Reference Information. I start with Django and have limited experience with Python, so please bear with me. I wrote a Python script that runs periodically (in a cron job) to store data in a SQLite3 database, from which I would like to read and generate images using Matplotlib (more precisely, with Basemap). It started as an interest in learning Python and creating an “interesting” project. I choose the Django framework because it seems reasonably well-documented, although I was pleasantly surprised by web.py because of its “lightness” in its requirements (but the allowed documentation in web.py makes it a little harder to get started); but at the moment I’m not completely behind the bounds.
An example in question 1874642 is what I'm looking for, with creating an image "on the fly" without having to write it to disk (and therefore have to deal with the periodic cleaning of the generated files).

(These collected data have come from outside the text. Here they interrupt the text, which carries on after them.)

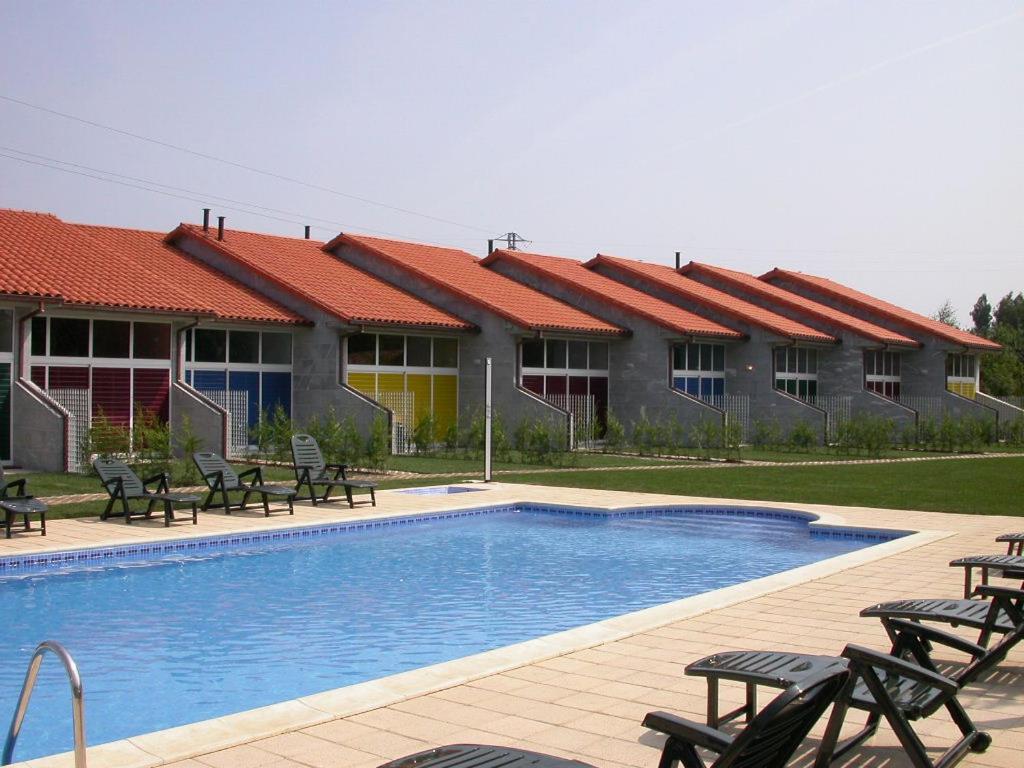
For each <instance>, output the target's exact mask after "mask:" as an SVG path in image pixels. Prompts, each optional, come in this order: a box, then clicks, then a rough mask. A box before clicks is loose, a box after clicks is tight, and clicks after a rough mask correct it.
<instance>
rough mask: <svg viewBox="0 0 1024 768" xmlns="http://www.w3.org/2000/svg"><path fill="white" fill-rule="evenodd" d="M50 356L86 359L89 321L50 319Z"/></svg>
mask: <svg viewBox="0 0 1024 768" xmlns="http://www.w3.org/2000/svg"><path fill="white" fill-rule="evenodd" d="M50 354H51V355H53V356H54V357H88V356H89V321H87V319H78V318H77V317H51V318H50Z"/></svg>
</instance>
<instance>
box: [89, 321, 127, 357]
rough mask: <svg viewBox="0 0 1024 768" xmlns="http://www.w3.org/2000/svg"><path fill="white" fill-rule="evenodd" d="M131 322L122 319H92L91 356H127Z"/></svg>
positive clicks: (121, 356)
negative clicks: (117, 320)
mask: <svg viewBox="0 0 1024 768" xmlns="http://www.w3.org/2000/svg"><path fill="white" fill-rule="evenodd" d="M130 337H131V323H124V322H122V321H93V324H92V356H93V357H127V356H128V347H129V339H130Z"/></svg>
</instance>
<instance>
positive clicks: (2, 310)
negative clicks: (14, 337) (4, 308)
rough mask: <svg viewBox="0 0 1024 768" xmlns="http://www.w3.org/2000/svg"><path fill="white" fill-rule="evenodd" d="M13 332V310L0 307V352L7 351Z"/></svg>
mask: <svg viewBox="0 0 1024 768" xmlns="http://www.w3.org/2000/svg"><path fill="white" fill-rule="evenodd" d="M13 332H14V310H13V309H0V352H9V351H10V350H11V344H12V340H11V339H12V334H13Z"/></svg>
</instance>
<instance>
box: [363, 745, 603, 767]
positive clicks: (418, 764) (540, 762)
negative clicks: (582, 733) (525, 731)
mask: <svg viewBox="0 0 1024 768" xmlns="http://www.w3.org/2000/svg"><path fill="white" fill-rule="evenodd" d="M380 768H594V766H592V765H591V764H590V763H581V762H580V761H579V760H566V759H565V758H556V757H554V756H552V755H542V754H541V753H539V752H527V751H526V750H513V749H511V748H509V746H488V745H487V744H449V745H447V746H438V748H436V749H433V750H426V751H425V752H418V753H416V754H415V755H409V756H408V757H404V758H398V759H397V760H392V761H391V762H390V763H386V764H385V765H382V766H380Z"/></svg>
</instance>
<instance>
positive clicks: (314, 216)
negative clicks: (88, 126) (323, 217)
mask: <svg viewBox="0 0 1024 768" xmlns="http://www.w3.org/2000/svg"><path fill="white" fill-rule="evenodd" d="M8 152H13V153H17V154H19V155H26V156H28V157H24V158H19V157H16V156H15V155H8V154H7V153H8ZM0 158H6V159H8V160H14V161H17V162H19V163H25V164H27V165H34V166H38V167H40V168H49V169H50V170H53V171H60V172H61V173H70V174H73V175H75V176H82V177H84V178H91V179H94V180H96V181H105V182H106V183H110V184H118V185H119V186H126V187H130V188H132V189H141V190H142V191H148V193H154V194H156V195H163V196H165V197H168V198H175V199H177V200H186V201H188V202H190V203H198V204H200V205H205V204H207V203H209V201H210V200H219V201H225V202H227V203H236V204H238V205H240V206H248V208H239V207H236V206H231V205H223V204H220V207H221V208H223V209H224V210H228V211H236V212H237V213H245V214H248V215H250V216H259V217H261V218H265V219H270V220H273V221H281V222H284V223H286V224H295V225H296V226H301V225H303V224H305V223H306V222H307V221H321V222H325V223H328V224H333V225H334V226H318V225H315V224H313V225H312V226H313V227H314V228H316V229H324V230H326V231H330V232H334V233H337V232H338V230H339V229H346V228H352V224H343V223H341V222H336V221H332V220H331V219H323V218H318V217H316V216H305V215H304V214H301V213H295V212H291V211H283V210H281V209H278V208H268V207H266V206H260V205H256V204H254V203H246V202H244V201H238V200H232V199H231V198H223V197H220V196H217V195H210V194H208V193H203V191H198V190H195V189H187V188H185V187H179V186H171V185H169V184H162V183H160V182H159V181H151V180H148V179H141V178H137V177H134V176H126V175H124V174H119V173H114V172H112V171H104V170H101V169H98V168H90V167H89V166H83V165H79V164H77V163H70V162H68V161H63V160H56V159H54V158H47V157H45V156H42V155H34V154H33V153H27V152H23V151H20V150H14V148H11V147H7V146H0ZM29 158H36V160H30V159H29ZM54 163H59V164H61V165H65V166H72V167H71V168H63V167H61V165H53V164H54ZM75 168H78V169H82V170H74V169H75ZM97 174H105V175H97ZM112 176H115V177H117V178H111V177H112ZM119 179H128V180H119ZM133 182H139V183H133ZM146 184H150V185H152V186H146ZM154 186H159V187H164V188H162V189H156V188H153V187H154ZM169 189H170V190H174V191H168V190H169ZM179 193H185V194H183V195H182V194H179ZM191 196H201V197H191ZM250 208H256V209H259V211H269V212H272V213H280V214H283V215H281V216H276V215H271V213H260V212H259V211H253V210H249V209H250ZM285 216H293V217H296V218H285ZM354 228H356V229H358V230H359V231H365V232H372V233H374V234H383V236H386V237H390V238H401V239H404V240H409V239H410V238H409V236H404V234H399V233H397V232H390V231H385V230H381V229H374V228H372V227H364V226H355V227H354Z"/></svg>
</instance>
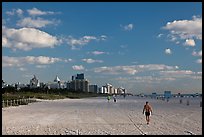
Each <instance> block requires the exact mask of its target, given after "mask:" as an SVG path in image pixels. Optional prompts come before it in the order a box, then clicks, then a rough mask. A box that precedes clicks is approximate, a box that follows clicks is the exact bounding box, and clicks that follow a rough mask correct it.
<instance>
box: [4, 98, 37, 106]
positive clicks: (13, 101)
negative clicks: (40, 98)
mask: <svg viewBox="0 0 204 137" xmlns="http://www.w3.org/2000/svg"><path fill="white" fill-rule="evenodd" d="M32 102H36V99H34V98H26V99H13V100H3V101H2V107H9V106H19V105H27V104H28V103H32Z"/></svg>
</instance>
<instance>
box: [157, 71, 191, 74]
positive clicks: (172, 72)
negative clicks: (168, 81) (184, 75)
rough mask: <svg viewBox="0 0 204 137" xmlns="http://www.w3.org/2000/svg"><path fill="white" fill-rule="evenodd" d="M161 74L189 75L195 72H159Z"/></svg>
mask: <svg viewBox="0 0 204 137" xmlns="http://www.w3.org/2000/svg"><path fill="white" fill-rule="evenodd" d="M160 73H162V74H171V75H191V74H195V72H193V71H191V70H171V71H160Z"/></svg>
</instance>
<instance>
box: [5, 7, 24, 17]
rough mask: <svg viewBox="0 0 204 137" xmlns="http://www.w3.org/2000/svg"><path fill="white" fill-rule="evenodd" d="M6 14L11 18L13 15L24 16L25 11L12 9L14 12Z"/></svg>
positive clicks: (11, 11)
mask: <svg viewBox="0 0 204 137" xmlns="http://www.w3.org/2000/svg"><path fill="white" fill-rule="evenodd" d="M6 14H7V15H10V16H13V15H18V16H21V15H23V10H22V9H12V11H7V12H6Z"/></svg>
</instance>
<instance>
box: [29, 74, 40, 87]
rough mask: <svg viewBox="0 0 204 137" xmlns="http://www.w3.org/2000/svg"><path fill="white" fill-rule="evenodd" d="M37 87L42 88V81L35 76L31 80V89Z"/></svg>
mask: <svg viewBox="0 0 204 137" xmlns="http://www.w3.org/2000/svg"><path fill="white" fill-rule="evenodd" d="M37 87H40V81H39V80H38V79H37V78H36V76H35V75H34V77H33V78H32V79H31V80H30V88H37Z"/></svg>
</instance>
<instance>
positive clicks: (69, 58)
mask: <svg viewBox="0 0 204 137" xmlns="http://www.w3.org/2000/svg"><path fill="white" fill-rule="evenodd" d="M71 61H73V59H70V58H69V59H65V60H64V62H71Z"/></svg>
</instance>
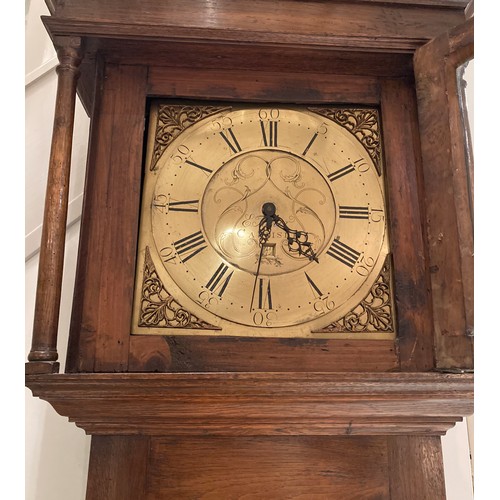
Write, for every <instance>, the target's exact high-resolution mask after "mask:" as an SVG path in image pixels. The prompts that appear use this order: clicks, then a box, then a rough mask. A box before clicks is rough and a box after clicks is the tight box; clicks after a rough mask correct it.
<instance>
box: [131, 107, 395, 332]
mask: <svg viewBox="0 0 500 500" xmlns="http://www.w3.org/2000/svg"><path fill="white" fill-rule="evenodd" d="M377 118H378V113H377V111H376V110H374V109H372V110H363V109H354V108H353V109H346V108H345V107H344V108H342V109H337V108H333V107H329V108H312V107H305V106H304V107H300V106H282V105H272V106H266V105H262V106H258V105H257V106H241V105H235V106H228V105H224V106H206V105H204V106H198V105H186V104H184V103H183V104H171V103H162V102H161V101H156V102H153V103H152V105H151V113H150V127H149V137H148V150H147V153H146V161H145V177H144V185H143V193H142V208H141V221H140V234H139V252H138V259H137V272H136V289H135V298H134V309H133V323H132V333H133V334H156V335H189V334H195V335H237V336H255V337H313V338H314V337H316V338H317V337H319V338H321V337H324V338H329V337H337V336H347V337H350V336H352V335H357V336H361V337H363V335H367V334H368V335H369V337H370V338H393V337H394V331H393V330H394V329H393V327H392V325H393V324H394V322H393V318H392V315H393V307H392V294H391V291H390V281H391V277H390V267H389V264H388V262H389V259H388V254H389V242H388V232H387V224H386V219H387V213H386V207H385V205H386V203H385V192H384V178H383V166H382V155H381V151H380V149H381V148H380V142H379V141H376V140H375V141H374V140H373V132H376V133H377V135H378V136H379V126H378V120H377ZM360 123H362V124H363V126H361V125H360ZM165 124H169V125H170V126H165ZM172 125H173V126H172ZM363 127H364V128H363ZM370 127H371V132H372V133H371V134H370V133H368V134H367V133H366V130H370ZM363 130H364V132H363ZM360 131H361V133H360ZM374 160H375V161H374ZM381 284H382V287H381V286H380V285H381ZM367 301H368V302H367ZM367 304H368V305H367ZM377 308H378V310H379V312H382V313H383V314H381V316H380V317H379V318H377V319H376V320H375V321H372V324H371V328H368V329H367V328H364V329H362V330H361V331H360V330H359V328H358V329H357V328H356V326H358V325H357V324H356V323H358V324H359V322H360V317H362V316H363V315H364V316H365V320H367V318H368V316H369V315H370V314H372V315H373V311H375V310H376V309H377ZM356 310H358V313H356ZM353 318H357V319H356V320H355V321H354V323H355V324H354V326H353ZM380 318H382V319H380ZM349 325H350V326H351V328H349Z"/></svg>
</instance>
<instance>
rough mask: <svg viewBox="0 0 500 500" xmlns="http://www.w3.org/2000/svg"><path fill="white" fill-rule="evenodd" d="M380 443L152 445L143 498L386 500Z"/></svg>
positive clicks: (383, 450)
mask: <svg viewBox="0 0 500 500" xmlns="http://www.w3.org/2000/svg"><path fill="white" fill-rule="evenodd" d="M387 471H388V460H387V441H386V438H384V437H380V438H372V437H366V438H324V437H307V438H305V437H300V438H297V437H283V438H281V437H278V438H265V439H264V438H250V437H249V438H192V439H178V438H174V437H161V438H154V439H152V443H151V456H150V471H149V478H148V485H147V490H148V494H147V497H146V498H148V499H149V500H158V499H163V498H175V499H179V500H180V499H194V498H196V499H205V500H209V499H213V500H221V499H225V500H229V499H239V498H244V499H245V500H251V499H264V498H266V499H267V498H269V499H270V498H272V499H275V500H279V499H292V498H294V499H299V498H300V499H325V498H338V499H342V500H349V499H358V500H359V499H361V498H363V499H388V498H390V497H389V481H388V475H387Z"/></svg>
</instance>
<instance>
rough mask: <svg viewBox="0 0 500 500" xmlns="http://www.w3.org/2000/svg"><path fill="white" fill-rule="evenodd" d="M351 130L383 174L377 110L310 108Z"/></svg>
mask: <svg viewBox="0 0 500 500" xmlns="http://www.w3.org/2000/svg"><path fill="white" fill-rule="evenodd" d="M310 111H313V112H314V113H317V114H319V115H323V116H325V117H326V118H329V119H330V120H332V121H334V122H335V123H337V124H338V125H341V126H342V127H344V128H345V129H347V130H349V132H351V133H352V134H353V135H354V136H355V137H356V138H357V139H358V140H359V142H360V143H361V144H362V145H363V146H364V147H365V149H366V151H367V152H368V154H369V155H370V157H371V159H372V160H373V163H374V164H375V167H376V169H377V172H378V174H379V175H381V172H382V148H381V141H380V124H379V115H378V111H377V110H376V109H343V108H310Z"/></svg>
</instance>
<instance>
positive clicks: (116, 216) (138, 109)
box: [67, 65, 147, 371]
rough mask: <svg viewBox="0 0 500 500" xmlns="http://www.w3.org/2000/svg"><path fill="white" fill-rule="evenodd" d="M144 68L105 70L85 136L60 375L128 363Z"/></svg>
mask: <svg viewBox="0 0 500 500" xmlns="http://www.w3.org/2000/svg"><path fill="white" fill-rule="evenodd" d="M146 74H147V72H146V69H145V68H144V67H142V66H126V65H121V66H113V65H108V66H107V67H106V69H105V73H104V75H103V76H104V88H103V91H102V95H101V96H100V100H99V110H98V112H96V114H95V120H94V121H93V123H92V130H91V137H92V140H91V148H90V152H89V167H88V172H87V182H86V185H87V187H86V190H85V195H84V208H83V217H82V235H81V239H80V250H79V259H78V265H77V278H76V292H75V299H74V301H73V317H72V325H71V330H70V336H71V337H74V338H72V339H71V340H70V346H69V347H70V349H69V352H68V367H67V371H93V370H95V371H114V370H124V369H126V367H127V364H128V356H129V354H128V352H129V346H128V344H129V338H130V335H129V334H130V318H131V304H132V291H133V286H134V270H135V251H136V238H137V227H138V223H139V200H140V189H141V171H142V154H143V152H142V141H143V133H144V116H145V105H146V102H145V85H146Z"/></svg>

However, it is not clear to me how the generated image can be included in the template, instead of just the browser showing the image. From the training material, I suggest that it should be possible to represent the variables included in some django.template.Context, in django.http.HttpResponse, but the reference example shortens it by responding directly with the Mime object, rather than creating it with the context.
So I ask:
Do I need to call print_pngMatplotlib on the generated object FigureCanvas? Or is it FigureCanvascopied "non-printable" to the context, so that in the Django template I explicitly write an HTML tag imgand manually put the tag attributes?
I get the impression that I have to write the Canvas to disk (i.e. do canvas.print_figure("image.png")), so the HTML tag imgsees it in the Django template. But I want to be sure that there is no "more manageable way", i.e. Image transfer toContext "" . , , Django (, , ). , , , , , , ( ).